User Stories

"Instead of asking every developer to create and fill a local environment, we have a single large remote one that is used by everyone."

About yourself #

I’m Piotr Szczepański, a Senior Software Engineer at SentinelOne.

About your company #

SentinelOne is a cybersecurity company that provides its clients with a full endpoint protection solution. We allow our clients to secure their entire organisation against a wide range of cyber attacks as well as provide insight into the current state of their infrastructure from a single place called Singularity Platform. We offer real-time threat detection against malware, ransomware, and other types of malicious attacks. Additionally, we provide an autonomous response and forensic analysis to help our clients protect their businesses.
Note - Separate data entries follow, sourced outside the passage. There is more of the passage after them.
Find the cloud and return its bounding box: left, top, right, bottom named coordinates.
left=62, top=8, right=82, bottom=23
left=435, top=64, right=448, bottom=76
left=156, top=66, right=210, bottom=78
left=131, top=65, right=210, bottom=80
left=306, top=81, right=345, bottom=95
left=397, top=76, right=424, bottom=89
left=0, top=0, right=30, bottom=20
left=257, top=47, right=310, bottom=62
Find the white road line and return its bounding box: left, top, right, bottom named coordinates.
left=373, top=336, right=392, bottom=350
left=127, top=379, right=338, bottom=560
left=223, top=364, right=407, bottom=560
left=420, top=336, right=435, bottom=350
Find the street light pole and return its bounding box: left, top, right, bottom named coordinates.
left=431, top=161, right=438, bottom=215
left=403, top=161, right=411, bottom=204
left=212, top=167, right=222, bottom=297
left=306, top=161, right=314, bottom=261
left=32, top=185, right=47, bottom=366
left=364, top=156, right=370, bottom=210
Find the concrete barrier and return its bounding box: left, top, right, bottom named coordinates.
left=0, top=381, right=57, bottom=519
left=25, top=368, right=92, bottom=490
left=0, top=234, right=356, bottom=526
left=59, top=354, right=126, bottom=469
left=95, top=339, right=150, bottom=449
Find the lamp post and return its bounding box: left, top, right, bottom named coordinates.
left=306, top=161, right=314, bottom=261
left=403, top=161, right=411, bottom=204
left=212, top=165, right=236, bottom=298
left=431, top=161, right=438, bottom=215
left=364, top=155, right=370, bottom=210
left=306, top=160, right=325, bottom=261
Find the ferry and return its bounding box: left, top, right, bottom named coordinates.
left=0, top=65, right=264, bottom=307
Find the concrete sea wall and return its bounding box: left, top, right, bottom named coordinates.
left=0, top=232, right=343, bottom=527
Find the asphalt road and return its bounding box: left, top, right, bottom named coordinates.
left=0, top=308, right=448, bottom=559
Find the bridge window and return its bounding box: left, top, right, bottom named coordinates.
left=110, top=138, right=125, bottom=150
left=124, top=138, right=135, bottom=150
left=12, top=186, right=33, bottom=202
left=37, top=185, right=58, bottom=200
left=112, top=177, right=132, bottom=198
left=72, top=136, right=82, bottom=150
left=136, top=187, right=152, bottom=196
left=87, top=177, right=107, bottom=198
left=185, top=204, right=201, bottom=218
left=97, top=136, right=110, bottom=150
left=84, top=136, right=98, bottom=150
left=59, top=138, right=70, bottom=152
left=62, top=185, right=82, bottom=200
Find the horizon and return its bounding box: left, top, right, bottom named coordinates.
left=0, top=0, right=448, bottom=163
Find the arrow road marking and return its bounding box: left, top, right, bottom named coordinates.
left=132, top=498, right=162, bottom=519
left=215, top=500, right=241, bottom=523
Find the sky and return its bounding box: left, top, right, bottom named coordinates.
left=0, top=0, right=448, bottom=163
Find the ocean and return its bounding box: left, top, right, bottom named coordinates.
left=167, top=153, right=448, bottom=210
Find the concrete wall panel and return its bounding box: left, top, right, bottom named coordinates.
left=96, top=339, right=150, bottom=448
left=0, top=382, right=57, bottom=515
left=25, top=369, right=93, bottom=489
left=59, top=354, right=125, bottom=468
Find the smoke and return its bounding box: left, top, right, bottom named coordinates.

What did you use before? #

To debug issues in production we have mostly used static analysis with the help of Scalyr (a logging aggregator similar to Kibana) followed by debugging sessions of locally launched services connected to a remote K8s development cluster.

Why did you choose mirrord instead? #

mirrord provides a unique ability to mimic an existing K8s pod/service which we thought will be extremely useful not only when debugging existing issues, but also when developing new features for our services.

How do you and others in your organization use mirrord? #

We use mirrord mainly in two distinct ways. First and foremost, we use it to resolve bugs found in our environments. With it, a developer that already has the repository cloned can start debugging issues within minutes. There is no longer the need to set up the local configuration to be the same as the remote one. After connecting, the local process receives the same data as the remote one (for this purpose we often mirror the traffic rather than steal it), which effectively feels as if we have attached our debugger to a pod in a Kubernetes cluster. The second biggest use case is the ability to develop new features or improvements for our services without interrupting the work of other developers. Instead of asking every developer to create and fill a local environment, we have a single large remote one that is used by everyone. This allows us to test our changes in a real environment without developers that work on the same service but with different features to overwrite their work constantly.